When multiple users operate on HDFS and hbase, the following exception occurs, which means they cannot connect to datanode and cannot obtain data.
INFO hdfs.DFSClient: Could not obtain block blk_-3181406624357578636_19200 from any node: java.io.IOException: No live nodes contain current block. Will get new block locations from namenode and retry...13/07/23 09:06:39 WARN hdfs.DFSClient: Failed to connect to /192.168.3.4:50010, add to deadNodes and continuejava.net.SocketException:
2. Use hadoop fsck/to check the HDFS file. The result is healthy, indicating that the node data is correct. The namenode and datanode should be consistent.
3. view the datanode log
Dataxceiver is found to be a problem. The value of dataxceiver is greater than 4096, so reading and writing cannot be provided. This value was previously changed to 4096. Now it is found that this value is too small.
In the configuration file, change:
<property> <name>dfs.datanode.max.xcievers</name> <value>12288</value> </property>
4. the problem persists. Then, the following error is reported in the datanode log.
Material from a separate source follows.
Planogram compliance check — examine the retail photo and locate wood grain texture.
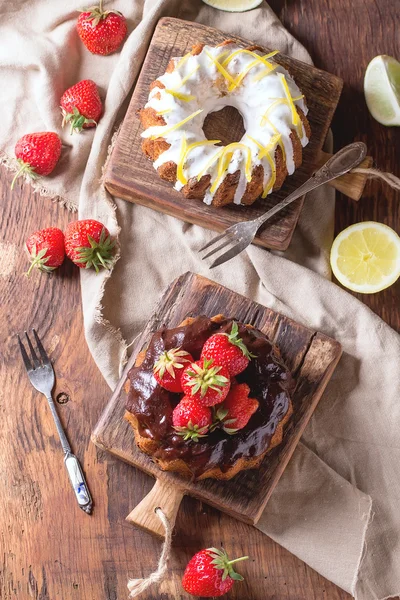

2012-06-18 17:47:13 ERROR org.apache.hadoop.hdfs.server.datanode.DataNode DatanodeRegistration(x.x.x.x:50010, storageID=DS-196671195-10.10.120.67-50010-1334328338972, infoPort=50075, ipcPort=50020):DataXceiverjava.net.SocketTimeoutException: 480000 millis timeout while waiting for channel to be ready for write. ch : java.nio.channels.SocketChannel[connected
Https://issues.apache.org/jira/browse/HDFS-3555 this post said that is a client problem, resulting in datanode can not write data to the client, re-check the code, because the file is large, found that every time the data is read is not close the file
5. Restart the cluster and find that the meta table cannot be loaded when hbase is started.
org.apache.hadoop.hbase.NotServingRegionException: org.apache.hadoop.hbase.NotServingRegionException: Region is not online: .META.,,1
Http://www.zihou.me/html/2013/06/27/8673.html
Follow this post to solve the problem. After the restart, there is no problem with hbse.
When reading data in multiple threads after 6, region still cannot provide services after a period of time. This is certainly a problem with datanode, but dataxceiver has been changed to a large one and continues to check the code, the filesystem instance is obtained every time data is read, and it is not closed. After the change, the problem is solved.
Conclusion: In fact, this problem has nothing to do with the cluster. It should be okay if dataxceiver is set to 4096.
You have two problems.
First, the file is not closed every time you read the file.
Second, do not obtain the filesystem instance multiple times.